Remix.run Logo
dakolli 7 hours ago

This indicates they want this behavior, they know the person asking the question probably doesn't understand the problem entirely (or why would they be asking), so they'd prefer a confident response, regardless of outcomes, because the point is to sell the technologies competency (and the perception thereof), not the capabilities, to a bunch of people that have no clue what they're talking about.

LLMs will ruin your product, have fun trusting a billionaires thinking machine they swear is capable of replacing your employees if you just pay them 75% of your labor budget.

tedsanders 2 hours ago | parent | next [-]

We don't want hallucinations either, I promise you.

A few biased defenses:

- I'll note that this eval doesn't have web search enabled, but we train our models to use web search in ChatGPT, Codex, and our API. I'd be curious to see hallucination rates with web search on.

- This eval only measures binary attempted vs did not attempt, but doesn't really reward any sort of continuous hedging like "I think it's X, but to be honest I'm not sure."

- On the flip side, GPT-5.5 has the highest accuracy score.

- With any rate over 1% (whether 30% or 70%), you should be verifying anything important anyway.

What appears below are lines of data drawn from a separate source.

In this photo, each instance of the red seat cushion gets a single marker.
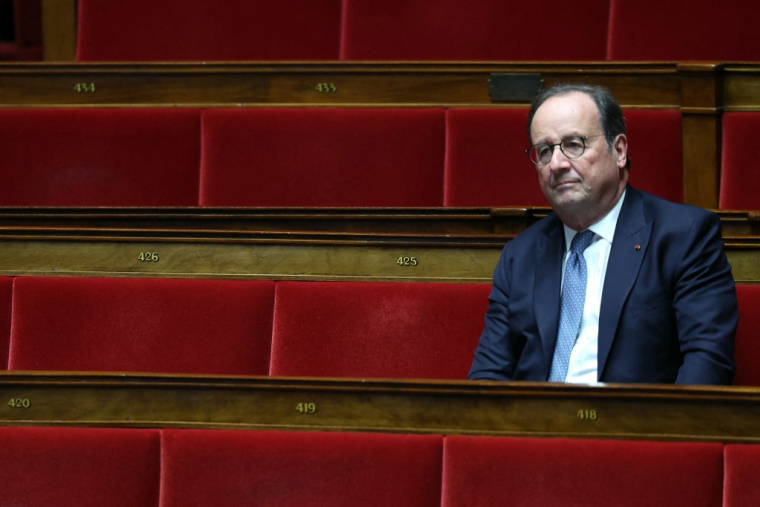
(466, 30)
(748, 336)
(142, 325)
(703, 30)
(99, 157)
(244, 468)
(323, 157)
(739, 184)
(373, 329)
(79, 467)
(741, 486)
(655, 148)
(200, 30)
(486, 164)
(6, 296)
(549, 472)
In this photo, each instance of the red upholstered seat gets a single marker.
(79, 467)
(699, 30)
(741, 484)
(99, 157)
(465, 30)
(485, 471)
(366, 329)
(243, 468)
(142, 325)
(171, 30)
(486, 163)
(655, 148)
(323, 157)
(739, 181)
(6, 295)
(748, 336)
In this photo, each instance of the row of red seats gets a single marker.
(394, 330)
(384, 157)
(454, 30)
(308, 329)
(85, 467)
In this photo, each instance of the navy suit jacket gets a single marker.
(668, 312)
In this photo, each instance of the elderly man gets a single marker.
(616, 285)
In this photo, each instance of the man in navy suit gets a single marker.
(660, 300)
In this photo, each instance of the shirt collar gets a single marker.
(604, 228)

- On our internal eval made from de-identified ChatGPT prompts that previously elicited hallucinations, we've actually been improving substantially from 5.2 to 5.4 to 5.5. So as always, progress depends on how you measure it.

- Models that ask more clarifying questions will do better on this eval, even if they are just as likely to hallucinate after the clarifying question.

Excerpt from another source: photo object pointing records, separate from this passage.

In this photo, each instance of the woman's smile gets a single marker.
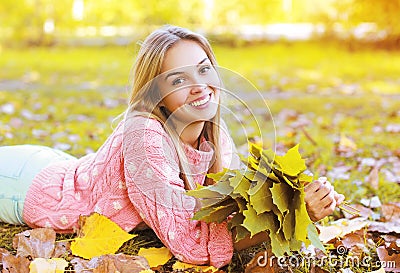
(201, 102)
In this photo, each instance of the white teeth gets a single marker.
(200, 102)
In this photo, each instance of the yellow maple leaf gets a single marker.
(155, 256)
(42, 265)
(98, 236)
(201, 268)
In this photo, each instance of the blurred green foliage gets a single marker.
(49, 22)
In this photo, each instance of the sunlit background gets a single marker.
(328, 72)
(99, 22)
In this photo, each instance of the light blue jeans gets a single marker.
(19, 164)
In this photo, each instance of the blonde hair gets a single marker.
(145, 97)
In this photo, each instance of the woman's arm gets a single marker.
(321, 199)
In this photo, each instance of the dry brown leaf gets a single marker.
(121, 262)
(363, 211)
(391, 262)
(384, 227)
(12, 264)
(62, 249)
(340, 228)
(41, 265)
(391, 212)
(178, 265)
(36, 243)
(392, 242)
(2, 252)
(98, 236)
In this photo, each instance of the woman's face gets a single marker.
(188, 83)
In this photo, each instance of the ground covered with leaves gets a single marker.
(342, 107)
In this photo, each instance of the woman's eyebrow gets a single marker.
(202, 61)
(180, 72)
(172, 74)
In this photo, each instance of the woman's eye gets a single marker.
(178, 81)
(205, 69)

Still, Anthropic has done a great job here and I hope we catch up to them on this eval in the future.

calf 2 hours ago | parent | prev [-]

On ChatGPT 5.3 Plus subscription I find that long informal chats tend to reveal unsatisfactory answers and biases, at this point after 10 rounds of replies I end up having to correct it so much that it starts to agree with my initial arguments full circle. I don't see how this behavior is acceptable or safe for real work. Like are programmers and engineers using LLMs completely differently than I'm doing, because the underlying technology is fundamentally the same.